1Center for Scientific Research, Youjiang Medical University for Nationalities, Baise, Guangxi 533000, China
2School of Medical Laboratory Sciences, Youjiang Medical University for Nationalities, Baise, Guangxi 533000, China
3School of Basic Medical Sciences, Youjiang Medical University for Nationalities, Baise, Guangxi 533000, China
4Department of Pathogenic Biology, School of Basic Medical Sciences, Nanjing Medical University, Nanjing, Jiangsu 211166, China

Received 21 July 2016; Revised 17 September 2016; Accepted 11 October 2016

Academic Editor: Wen-Jun Li

Copyright © 2016 De-Min Cao et al. This is an open access article distributed under the Creative Commons Attribution License, which permits unrestricted use, distribution, and reproduction in any medium, provided the original work is properly cited.

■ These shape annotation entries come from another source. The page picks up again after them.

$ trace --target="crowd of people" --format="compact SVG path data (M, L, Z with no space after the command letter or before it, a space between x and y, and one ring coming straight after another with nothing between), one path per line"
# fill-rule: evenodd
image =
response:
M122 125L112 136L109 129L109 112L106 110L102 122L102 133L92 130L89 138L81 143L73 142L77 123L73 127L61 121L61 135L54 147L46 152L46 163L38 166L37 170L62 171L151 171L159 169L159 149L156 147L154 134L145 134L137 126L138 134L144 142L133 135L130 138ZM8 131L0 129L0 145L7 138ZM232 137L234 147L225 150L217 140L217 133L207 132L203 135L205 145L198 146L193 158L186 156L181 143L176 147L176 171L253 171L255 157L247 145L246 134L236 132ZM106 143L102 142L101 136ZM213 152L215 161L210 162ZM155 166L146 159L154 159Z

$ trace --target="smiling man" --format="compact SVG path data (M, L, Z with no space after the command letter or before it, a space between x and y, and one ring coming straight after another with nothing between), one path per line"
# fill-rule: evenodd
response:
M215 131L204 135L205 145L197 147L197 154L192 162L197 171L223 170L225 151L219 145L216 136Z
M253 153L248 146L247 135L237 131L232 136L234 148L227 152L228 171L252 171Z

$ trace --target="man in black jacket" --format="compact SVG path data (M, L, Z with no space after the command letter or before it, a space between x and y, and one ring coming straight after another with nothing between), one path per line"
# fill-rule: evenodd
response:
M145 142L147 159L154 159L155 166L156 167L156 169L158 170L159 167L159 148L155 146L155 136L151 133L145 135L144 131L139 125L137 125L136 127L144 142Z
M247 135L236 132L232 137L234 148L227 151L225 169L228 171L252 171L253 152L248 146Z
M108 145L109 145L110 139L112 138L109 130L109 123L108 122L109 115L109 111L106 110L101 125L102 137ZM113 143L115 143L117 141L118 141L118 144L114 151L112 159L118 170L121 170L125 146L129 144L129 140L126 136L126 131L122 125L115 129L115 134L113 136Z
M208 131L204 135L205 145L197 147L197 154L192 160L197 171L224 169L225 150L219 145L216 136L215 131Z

The genus Helicobacter is a group of Gram-negative, helical-shaped pathogens consisting of at least 36 bacterial species. Helicobacter pylori (H. pylori), infecting more than 50% of the human population, is considered as the major cause of gastritis, peptic ulcer, and gastric cancer. However, the genetic underpinnings of H. pylori that are responsible for its large scale epidemic and gastrointestinal environment adaption within human beings remain unclear. Core-pan genome analysis was performed among 75 representative H. pylori and 24 non-pylori Helicobacter genomes. There were 1173 conserved protein families of H. pylori and 673 of all 99 Helicobacter genus strains. We found 79 genome unique regions, a total of 202,359bp, shared by at least 80% of the H. pylori but lacked in non-pylori Helicobacter species. The operons, genes, and sRNAs within the H. pylori unique regions were considered as potential ones associated with its pathogenicity and adaptability, and the relativity among them has been partially confirmed by functional annotation analysis. However, functions of at least 54 genes and 10 sRNAs were still unclear. Our analysis of protein-protein interaction showed that 30 genes within them may have the cooperation relationship.